S. Alphonse Rodriguez |
(...) Ceci ne dura pas bien longtemps parce
que, comme elle éprouvait beaucoup de facilité, des consolations et
un grand profit spirituel à méditer sur les Mystères de la Passion
de Notre-Seigneur, il lui sembla bon de s'adonner davantage à la
considération des souffrances de Jésus-Christ, qui lui inspiraient
une tendre compassion, plutôt qu'aux autres exercices.
Elle méditait
en particulier sur l'Ecce homo, sur Jésus portant sa croix,
pendant que la foule le conduit au supplice avec des cris et des
vociférations ; sur la rencontre du Fils et de la Mère et la manière
dont ils se regardèrent ; ou bien encore elle contemplait le mystère
du crucifiement du Sauveur et son élévation en croix et la scène
qui se passa alors entre la Mère et le Fils ; enfin la descente
de la croix et la manière dont le corps de Jésus fut reçu par sa
mère bien-aimée.
À cette oraison, elle employait le matin, deux
heures, suivies d'un quart d'heure d'actions de grâces ;
ensuite elle entendait la messe. Durant le jour, elle s'entretenait
avec ferveur avec son Dieu ; le soir, elle faisait une
méditation semblable à celle du matin.
Dieu lui enseigna encore
diverses manières de prier ; car, d'elle-même, elle n'aurait pas su
trouver le chemin par où Dieu voulait la conduire. L'une d'elle
consistait en ce que, après s'être exercée sur un Mystère, en
discourant de façon en être bien pénétrée, elle devenait
tellement enflammée de l'amour de Jésus-Christ, que, tout discours
cessant, elle se bornait à demeurer en la présence de son Dieu et
elle y jouissait de ses divines communications. Cette manière de
prier qui se nomme contemplation, se passait ainsi à son
égard : son âme étant vivement occupée de Notre-Seigneur, se
sentait blessée d'amour en contemplant ce qu'il souffrait pour elle
; alors, le Seigneur la mettait en son cœur, ou il lui communiquait
de grandes lumières concernant sa douloureuse passion et les
souffrances de toute sorte qu'il y endura.

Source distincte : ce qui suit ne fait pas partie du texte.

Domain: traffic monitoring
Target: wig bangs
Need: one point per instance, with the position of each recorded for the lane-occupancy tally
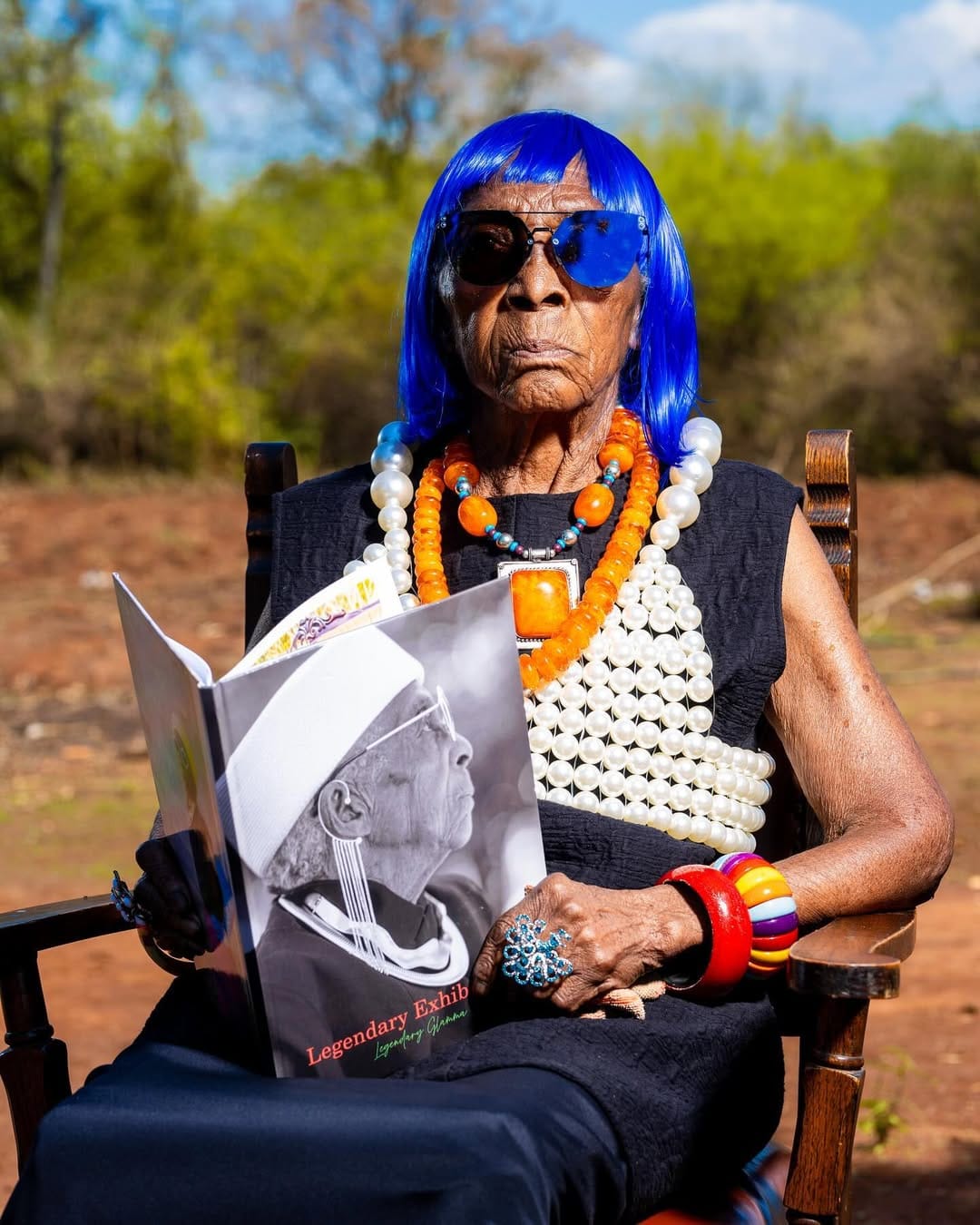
(659, 378)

Mais nul ne saurait dire et expliquer
ce que Jésus-Christ lui communiquait de ses vertus et de ses dons
spirituels, lorsqu'il lui donnait de ressentir en elle même, dans
l'âme et dans le corps, ses propres souffrances. Alors cette
personne se sentait des pieds à la tête, crucifiée avec
Jésus-Christ, qui lui communiquait une partie de ses souffrances. De
là résultait qu'elle se trouvait embrasée d'amour, étroitement
unie à son Sauveur et comme transformée et transfigurée en lui,
tant était ardent leur amour réciproque, et tant était grande la
part que Jésus-Christ lui communiquait de ses souffrances.
4. En outre, de même que dans le mode
d'oraison dont il a été parlé, cette personne était attirée par
Jésus-Christ dans son divin cœur et là, dans cette solitude, en
recevait de merveilleuses communications d'une façon toute
spirituelle et sans aucun bruit de paroles ; de même, dans le
mode d'oraison que je vais dire, Notre-Seigneur se communiquait
grandement à elle.
Ce mode était le suivant : en contemplant
ce divin Maître cloué sur la croix, son âme, blessée de l'amour
de ce souverain Seigneur, l'attirait à elle par la force de son
amour, comme l'aimant attire le fer, et le mettait au plus profond de
son cœur. Pendant qu'elle était ainsi en sa présence,
Notre-Seigneur lui faisait part de ce qu'il est et de ce qu'il a, de
son amour, de ses souffrances, de ses vertus ; il lui faisait aussi
ressentir ses souffrances ; enfin il se communiquait tellement à
elle qu'elle en venait à être comme transformée en lui et
divinisée. Elle éprouvait d'une manière très sensible cette
visite et cette présence de Jésus-Christ Notre-Seigneur en elle. La
transformation en lui durait habituellement plusieurs jours de suite
; en particulier, quand elle recevait le Très-Saint Sacrement de
l'autel.
Ces deux transformations de l'âme en
Dieu, se comprendront à l'aide de la comparaison suivante :
Dieu agit sur l'âme comme le feu sur le fer de même que, lorsque le
fer est dans un foyer ardent, le feu se communique au fer, au point
que le fer devienne feu ou plutôt à la fois fer et feu, mais feu
par participation, non par nature ; de même aussi, quand le
Seigneur met l'âme en son cœur, qui est un foyer d'amour, il
l'embrase à un tel point de cet amour, qu'en vertu de la grâce et
de l'amour de Jésus-Christ, elle se trouve divinisée, unie et
transformée en lui, soit que le Seigneur mette l'âme en lui, soit
que l'âme attire le Seigneur en son cœur par la grandeur de son
amour. De là, l'âme tire un grand profit.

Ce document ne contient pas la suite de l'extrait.